Spaniards believe Morocco failing to stop illegals

15th March 2005, Comments 0 comments

15 March 2005, MADRID-Nine out of ten Spaniards do not believe Morocco is doing enough to stop illegal immigration to Spain, a new poll has found.

15 March 2005

MADRID-Nine out of ten Spaniards do not believe Morocco is doing enough to stop illegal immigration to Spain, a new poll has found.

The poll, carried out by the Royal Elcano Institute, found 92 percent of those asked, said Morocco was not doing enough to combat this phenomenon.

This was despite a new deal between Spain and Morocco to introduce tougher controls to stop the tide of illegal immigration from the African country to Spain.

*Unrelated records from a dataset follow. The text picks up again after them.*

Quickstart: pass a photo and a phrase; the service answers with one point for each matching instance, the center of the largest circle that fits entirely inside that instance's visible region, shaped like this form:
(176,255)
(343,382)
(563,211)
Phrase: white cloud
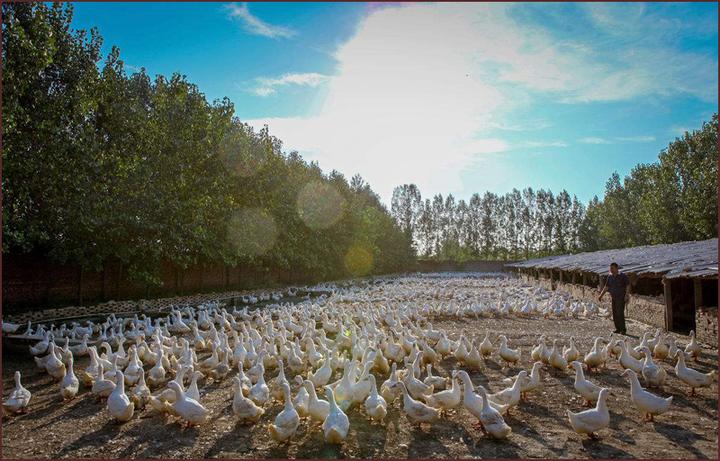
(268,86)
(636,138)
(255,25)
(594,140)
(420,91)
(535,144)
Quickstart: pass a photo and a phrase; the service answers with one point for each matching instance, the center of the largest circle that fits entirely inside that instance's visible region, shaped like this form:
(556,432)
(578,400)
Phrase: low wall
(469,266)
(706,325)
(646,309)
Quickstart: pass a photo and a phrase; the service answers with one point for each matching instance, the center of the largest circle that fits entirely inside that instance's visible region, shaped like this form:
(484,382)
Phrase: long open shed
(681,276)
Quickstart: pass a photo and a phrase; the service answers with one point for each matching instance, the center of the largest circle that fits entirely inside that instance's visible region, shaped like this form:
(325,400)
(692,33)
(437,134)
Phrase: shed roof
(685,259)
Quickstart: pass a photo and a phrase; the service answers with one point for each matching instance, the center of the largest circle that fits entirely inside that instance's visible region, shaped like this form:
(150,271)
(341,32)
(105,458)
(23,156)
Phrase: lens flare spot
(253,231)
(359,260)
(320,205)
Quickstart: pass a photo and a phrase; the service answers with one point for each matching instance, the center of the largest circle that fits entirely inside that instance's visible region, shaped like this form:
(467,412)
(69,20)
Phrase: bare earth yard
(83,428)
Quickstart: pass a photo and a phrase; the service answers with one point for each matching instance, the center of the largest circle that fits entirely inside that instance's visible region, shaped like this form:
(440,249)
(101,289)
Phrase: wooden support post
(697,285)
(668,305)
(80,282)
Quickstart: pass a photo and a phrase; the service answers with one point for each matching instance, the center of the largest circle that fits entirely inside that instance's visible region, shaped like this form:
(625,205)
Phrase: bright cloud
(255,25)
(268,86)
(636,138)
(594,140)
(422,91)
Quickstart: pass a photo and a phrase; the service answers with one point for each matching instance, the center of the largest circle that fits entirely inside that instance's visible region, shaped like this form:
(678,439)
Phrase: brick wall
(646,309)
(706,325)
(31,282)
(473,266)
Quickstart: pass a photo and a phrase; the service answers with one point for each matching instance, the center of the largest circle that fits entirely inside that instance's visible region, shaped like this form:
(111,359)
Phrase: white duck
(447,399)
(648,403)
(588,391)
(375,404)
(102,387)
(592,420)
(317,408)
(336,424)
(416,411)
(626,360)
(259,392)
(654,374)
(69,385)
(287,421)
(186,408)
(244,408)
(118,404)
(472,401)
(491,421)
(693,349)
(19,398)
(510,356)
(692,378)
(571,352)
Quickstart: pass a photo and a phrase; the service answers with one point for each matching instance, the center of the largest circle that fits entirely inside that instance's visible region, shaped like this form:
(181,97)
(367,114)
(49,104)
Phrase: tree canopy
(100,164)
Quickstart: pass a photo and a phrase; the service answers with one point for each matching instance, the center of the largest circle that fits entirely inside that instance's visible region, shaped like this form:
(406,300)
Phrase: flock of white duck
(377,338)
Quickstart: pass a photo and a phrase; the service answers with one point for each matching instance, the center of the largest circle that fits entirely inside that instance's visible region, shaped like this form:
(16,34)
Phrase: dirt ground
(83,428)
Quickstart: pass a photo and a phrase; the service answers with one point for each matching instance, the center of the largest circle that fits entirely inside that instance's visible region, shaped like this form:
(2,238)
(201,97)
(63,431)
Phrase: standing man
(617,284)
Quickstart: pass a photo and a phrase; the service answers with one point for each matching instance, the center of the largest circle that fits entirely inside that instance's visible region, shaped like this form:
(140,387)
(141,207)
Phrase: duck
(190,410)
(322,376)
(302,398)
(661,349)
(244,409)
(417,411)
(654,375)
(287,421)
(472,401)
(626,360)
(447,399)
(539,352)
(437,382)
(556,360)
(415,387)
(336,424)
(491,421)
(102,387)
(317,408)
(192,391)
(19,398)
(530,383)
(118,404)
(510,356)
(276,388)
(259,392)
(140,395)
(693,349)
(245,382)
(54,366)
(375,404)
(691,377)
(591,421)
(69,385)
(589,391)
(570,354)
(594,358)
(388,389)
(156,375)
(509,396)
(648,403)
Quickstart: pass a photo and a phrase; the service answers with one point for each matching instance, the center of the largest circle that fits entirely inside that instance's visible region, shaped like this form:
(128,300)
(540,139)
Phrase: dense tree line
(100,165)
(519,224)
(672,200)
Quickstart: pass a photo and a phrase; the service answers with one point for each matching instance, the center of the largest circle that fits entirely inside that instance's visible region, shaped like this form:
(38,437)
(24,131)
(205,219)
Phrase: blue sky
(457,98)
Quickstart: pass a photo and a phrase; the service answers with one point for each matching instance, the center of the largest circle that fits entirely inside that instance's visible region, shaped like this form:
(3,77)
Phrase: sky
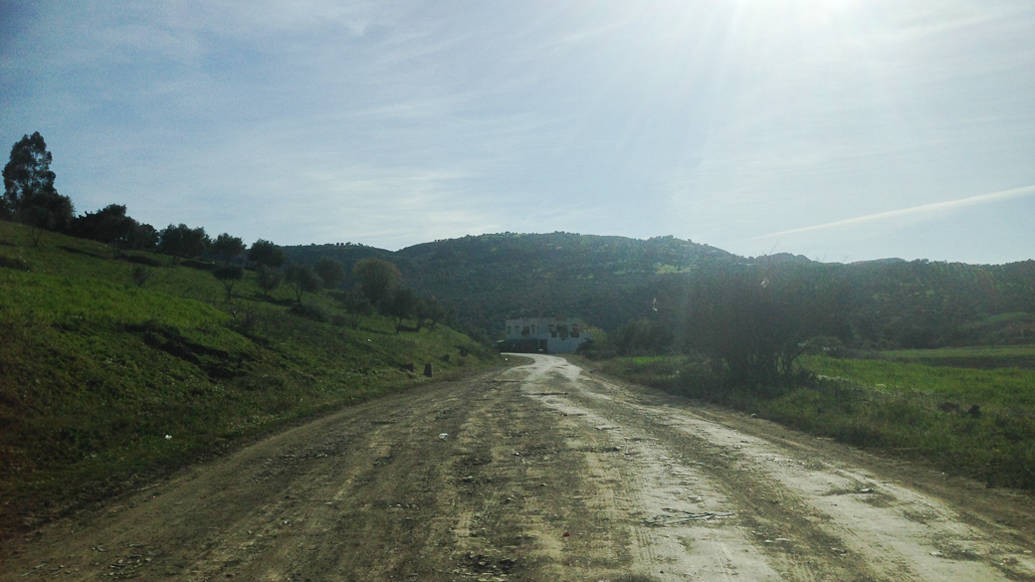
(839,129)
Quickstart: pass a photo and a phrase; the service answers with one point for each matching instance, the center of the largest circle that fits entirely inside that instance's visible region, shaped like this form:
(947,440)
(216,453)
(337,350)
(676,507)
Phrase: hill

Most Spaniards, or 55 percent, also think the general situation with regard to illegal immigration has got worse over the past year.

And nearly two thirds, or 63 percent, of those questioned think the general international position of illegal immigration is not satisfactory, while 29 percent believe it is acceptable.

Asked about Spain’s position among the EU countries, 42 percent think Spain´s standing has not changed.

On the controversial issue of Gibraltar, 74 percent think nothing has changed over the sovereignty of the Rock, to which Spain has traditionally laid claim.

This was despite efforts by the Spanish government to offer an olive branch to citizens of Gibraltar and a deal to cooperate over the use of its airport.

Meanwhile, sixty-two percent of Spaniards were hopeful that in 2005, the troubled relations between Spain and the US would improve.

But 68 percent of Spaniards thought US President George W Bush was a negative force for peace and security in the world.

And three quarters of Spaniards rejected the idea of returning their troops to Iraq.

The biggest threat to Spain was seen to be both ETA and Islamic terrorism, according to 39 percent of those questioned.

And one in two or 48 percent thought it was probable that there would be another terrorist atrocity in Spain this year.